Chitosan modification

For each 2.5 cm × 2.5 cm glass plate, 60 µmol of the target molecule was dissolved in 5 mm3 DMSO and 60 µmol of EDC hydrochloride was added. The reaction mixture was stirred at r.t. until all solids were dissolved, which typically took 5 min. The solution was then added to a crystallizing dish and the spin-coated glass plate was immersed overnight. For the blank slide (CHI_DMSO), a spin-coated glass slide was immersed in DMSO overnight. Additionally, to verify if the target molecules are covalently bound and not physically adsorbed to the surfaces, glass slides were immersed in solutions of the target molecules in DMSO without EDC hydrochloride for the same amount of time.

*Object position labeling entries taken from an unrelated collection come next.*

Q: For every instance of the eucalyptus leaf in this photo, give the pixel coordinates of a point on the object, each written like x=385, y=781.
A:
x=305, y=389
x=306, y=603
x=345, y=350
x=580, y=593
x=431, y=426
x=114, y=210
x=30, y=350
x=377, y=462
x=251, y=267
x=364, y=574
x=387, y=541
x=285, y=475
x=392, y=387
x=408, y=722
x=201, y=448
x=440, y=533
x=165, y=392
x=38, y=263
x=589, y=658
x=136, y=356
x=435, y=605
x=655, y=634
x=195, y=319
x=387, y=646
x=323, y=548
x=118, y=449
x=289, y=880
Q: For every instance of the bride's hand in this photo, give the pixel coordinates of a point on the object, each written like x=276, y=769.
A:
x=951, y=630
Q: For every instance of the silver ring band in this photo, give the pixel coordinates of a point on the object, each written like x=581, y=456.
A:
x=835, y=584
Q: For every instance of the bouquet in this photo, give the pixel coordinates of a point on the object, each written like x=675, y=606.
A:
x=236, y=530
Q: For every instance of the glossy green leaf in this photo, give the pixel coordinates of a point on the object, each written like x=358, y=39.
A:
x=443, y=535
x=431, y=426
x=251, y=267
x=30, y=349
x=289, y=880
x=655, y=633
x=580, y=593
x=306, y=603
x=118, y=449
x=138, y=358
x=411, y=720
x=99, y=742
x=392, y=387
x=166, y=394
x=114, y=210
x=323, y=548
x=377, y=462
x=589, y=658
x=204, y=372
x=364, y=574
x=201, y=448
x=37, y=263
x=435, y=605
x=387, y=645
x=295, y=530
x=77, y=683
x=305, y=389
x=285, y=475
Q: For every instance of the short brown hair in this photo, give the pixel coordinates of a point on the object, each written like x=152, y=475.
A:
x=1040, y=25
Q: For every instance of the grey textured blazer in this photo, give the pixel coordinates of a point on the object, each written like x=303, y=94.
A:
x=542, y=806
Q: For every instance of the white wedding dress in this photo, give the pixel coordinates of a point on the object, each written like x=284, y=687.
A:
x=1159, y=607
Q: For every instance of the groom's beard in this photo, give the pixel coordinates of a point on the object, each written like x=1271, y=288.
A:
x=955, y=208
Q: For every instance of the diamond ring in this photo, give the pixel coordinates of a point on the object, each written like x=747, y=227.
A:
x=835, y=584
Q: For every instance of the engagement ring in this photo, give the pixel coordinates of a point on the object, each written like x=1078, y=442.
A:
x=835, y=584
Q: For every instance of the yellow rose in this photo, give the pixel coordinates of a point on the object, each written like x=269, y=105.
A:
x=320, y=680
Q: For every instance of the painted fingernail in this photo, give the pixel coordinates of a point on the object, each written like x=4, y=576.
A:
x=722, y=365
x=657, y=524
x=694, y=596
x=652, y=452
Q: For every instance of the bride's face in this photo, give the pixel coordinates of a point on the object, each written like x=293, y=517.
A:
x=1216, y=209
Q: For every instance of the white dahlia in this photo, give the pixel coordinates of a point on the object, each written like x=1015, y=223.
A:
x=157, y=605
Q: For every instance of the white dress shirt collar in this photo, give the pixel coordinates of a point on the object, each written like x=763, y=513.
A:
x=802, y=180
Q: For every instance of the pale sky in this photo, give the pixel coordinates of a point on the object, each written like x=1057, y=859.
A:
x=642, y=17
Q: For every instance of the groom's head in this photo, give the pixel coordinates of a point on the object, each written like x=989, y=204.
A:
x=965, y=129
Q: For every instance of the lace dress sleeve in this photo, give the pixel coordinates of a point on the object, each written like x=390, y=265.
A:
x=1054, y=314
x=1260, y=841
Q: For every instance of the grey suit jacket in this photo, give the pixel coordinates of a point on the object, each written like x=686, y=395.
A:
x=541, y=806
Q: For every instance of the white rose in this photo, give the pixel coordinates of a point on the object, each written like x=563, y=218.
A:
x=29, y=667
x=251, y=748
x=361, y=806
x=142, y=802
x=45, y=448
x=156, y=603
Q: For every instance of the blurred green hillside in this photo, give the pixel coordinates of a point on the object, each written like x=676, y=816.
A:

Each glass slide was subsequently immersed and washed with DMSO, water, acetone, and dichloromethane. They were dried using nitrogen gas and stored in a vacuum desiccator over calcium chloride until further use.

Fluorescence spectroscopy

Fluorescence intensities were recorded on a Tecan Spark Microplate Reader using a custom modified, 3D-printed slide holder (Fig. 11) [29]. The surfaces were scanned with the grid of a 1536 well plate, resulting in a measured area of about 11 mm × 11 mm per glass slide.

Fig. 11
figure 11

3D-printed slide holder for fluorescence measurements. 3D model modified from [29]

AFM measurements

Atomic force microscopy images were recorded on a Tosca 400, Anton Paar. The images were scanned at room temperature in tapping mode with a silicon SPM-Sensor (Arrow-NCR-50, Nanoworld, Switzerland, resonance frequency 285 kHz, force constant 42 N/m). Image sizes of 10 μm × 10 μm, 5 μm × 5 μm, and 1 μm × 1 μm were scanned at a speed of 0.9 lines per second. Image processing was done using Gwyddion [30].

XPS measurements

XPS measurements were performed using Supra plus device (Kratos, Manchester, UK) equipped with an Al Kα excitation source. Measurements were performed on a 300 by 700 µm spot size at 20 eV pass energy and 90° take-off angle. During the spectra acquisition, the charge neutralizer was on. XPS measurements and data processing were performed with ESCApe 1.5 software (Kratos). Shirley background subtraction was employed. The binding energy scale was corrected using the C–C/C-H peak at 284.8 eV in the C 1 s spectra. The base pressure in the main analysis chamber during the measurements was in the range of 10–10 torr.

ToF–SIMS measurements

ToF–SIMS measurements were performed with M6 device (IONTOF, Münster, Germany) controller by the SurfaceLab 7.3 software (IONTOF). The base pressure in the main analysis chamber during the measurements was in the range of 10–11 torr. To compensate for the charge created during the measurements, the flood gun was on, and additional flooding with argon gas (5 × 10–7 mbar) was applied. 2D-imaging was performed with the instrumental settings in that the lateral resolution was about 1 µm, and the mass resolution was around 10 000. The mass spectra were calibrated with the peaks at known mass-to-charge ratio (m/z).